Bitcoin and other cryptocurrencies fell sharply on Tuesday retreating from near-record highs.
The world’s largest digital coin fell toward $60,000 during late morning trade Singapore time. It recovered some of those losses and was trading at around $60,542 at 9:26 a.m. London time (4:26 a.m. ET), according to Coin Metrics data, is down 5% from 24 hours before.
Currently, Bitcoin is trading at $60,548, 7.66% 24hour decline as of 2.00 P.M East African Time
Ether, the second-largest cryptocurrency by market capitalization meanwhile, fell 6% to $4,229. The impetus behind the price movement was not clear.
China’s state planner, the National Development and Reform Commission (NDRC), said during a press conference Tuesday that it will continue to clean up virtual currency mining in the country
Earlier this year, China cracked down on bitcoin mining leading to an exodus of miners. Mining is the energy-intensive process that both creates new coins and maintains a log of all transactions of existing digital tokens.

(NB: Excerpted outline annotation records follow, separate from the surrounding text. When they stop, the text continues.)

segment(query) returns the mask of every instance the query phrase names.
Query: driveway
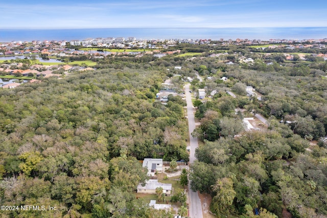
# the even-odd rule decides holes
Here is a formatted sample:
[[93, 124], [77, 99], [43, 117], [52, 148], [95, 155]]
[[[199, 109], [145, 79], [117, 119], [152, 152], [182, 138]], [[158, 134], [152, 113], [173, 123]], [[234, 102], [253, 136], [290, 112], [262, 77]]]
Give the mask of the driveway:
[[[185, 85], [185, 93], [186, 96], [186, 102], [187, 103], [188, 119], [189, 121], [189, 134], [190, 135], [190, 164], [192, 164], [196, 160], [194, 156], [195, 148], [198, 147], [197, 138], [193, 138], [191, 133], [195, 128], [195, 120], [193, 113], [193, 104], [190, 93], [190, 85], [189, 83]], [[201, 200], [199, 198], [198, 192], [193, 191], [191, 189], [190, 183], [189, 183], [189, 216], [191, 218], [202, 218], [202, 208]]]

Consequently, Wall Street Journal quoted social media giant Twitter’s CFO Ned Segal saying that investing cash holdings into crypto assets like bitcoin “doesn’t make sense” right now.

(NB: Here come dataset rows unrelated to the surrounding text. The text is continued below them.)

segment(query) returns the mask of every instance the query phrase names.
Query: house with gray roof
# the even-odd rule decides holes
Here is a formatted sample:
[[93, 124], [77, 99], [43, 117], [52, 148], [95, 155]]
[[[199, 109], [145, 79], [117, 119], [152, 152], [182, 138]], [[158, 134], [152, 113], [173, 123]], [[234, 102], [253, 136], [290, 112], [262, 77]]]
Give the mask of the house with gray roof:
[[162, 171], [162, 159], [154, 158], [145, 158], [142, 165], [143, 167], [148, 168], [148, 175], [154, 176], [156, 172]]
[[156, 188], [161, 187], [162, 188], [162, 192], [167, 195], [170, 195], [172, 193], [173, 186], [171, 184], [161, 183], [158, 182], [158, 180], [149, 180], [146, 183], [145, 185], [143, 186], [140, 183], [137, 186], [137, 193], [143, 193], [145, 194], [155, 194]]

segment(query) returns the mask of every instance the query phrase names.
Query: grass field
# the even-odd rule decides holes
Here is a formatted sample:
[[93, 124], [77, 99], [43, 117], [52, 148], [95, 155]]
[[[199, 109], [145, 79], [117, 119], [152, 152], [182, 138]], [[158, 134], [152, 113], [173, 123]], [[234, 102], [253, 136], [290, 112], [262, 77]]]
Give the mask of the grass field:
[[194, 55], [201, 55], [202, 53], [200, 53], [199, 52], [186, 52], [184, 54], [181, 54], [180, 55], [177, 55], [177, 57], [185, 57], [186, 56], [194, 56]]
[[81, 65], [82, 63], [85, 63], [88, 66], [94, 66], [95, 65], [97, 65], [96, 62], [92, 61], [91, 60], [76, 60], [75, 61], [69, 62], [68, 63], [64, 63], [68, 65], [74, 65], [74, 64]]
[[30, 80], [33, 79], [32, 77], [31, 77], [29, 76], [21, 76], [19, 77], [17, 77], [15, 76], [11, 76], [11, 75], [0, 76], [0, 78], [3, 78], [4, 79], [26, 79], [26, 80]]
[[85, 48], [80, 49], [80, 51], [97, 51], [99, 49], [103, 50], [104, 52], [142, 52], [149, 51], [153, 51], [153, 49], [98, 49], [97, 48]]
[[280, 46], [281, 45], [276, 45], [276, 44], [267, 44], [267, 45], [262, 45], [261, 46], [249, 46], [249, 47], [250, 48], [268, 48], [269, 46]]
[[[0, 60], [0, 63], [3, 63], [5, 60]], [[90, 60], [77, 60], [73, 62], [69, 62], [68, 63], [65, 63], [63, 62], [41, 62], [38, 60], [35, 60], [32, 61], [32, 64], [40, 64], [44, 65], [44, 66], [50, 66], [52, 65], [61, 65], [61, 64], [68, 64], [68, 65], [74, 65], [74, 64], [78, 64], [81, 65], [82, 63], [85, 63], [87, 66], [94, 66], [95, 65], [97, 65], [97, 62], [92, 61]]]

Segal cited price volatility and the lack of accounting rules for these assets as critical factors stopping the company from diversifying into cryptocurrencies.
While there was never any expectation of Twitter announcing crypto investments, Segal’s comments likely provided a reason for traders to take some risk off the table in the wake of the rising dollar and controversial crypto tax reporting requirement introduced by the $1 trillion bipartisan infrastructure bill signed by the U.S. President Joe Biden on Monday.
The retreat in cryptocurrency prices also comes as many of them hit all-time highs in November.
Bitcoin reached a record high of $68,990.90 on Nov. 10 with ether following suit on Nov. 11.
“I think we’re seeing a healthy pullback after a 7 week rally from 40K to 69K, which is normal in an upward trend,” Vijay Ayyar, head of Asia Pacific at cryptocurrency exchange Luno.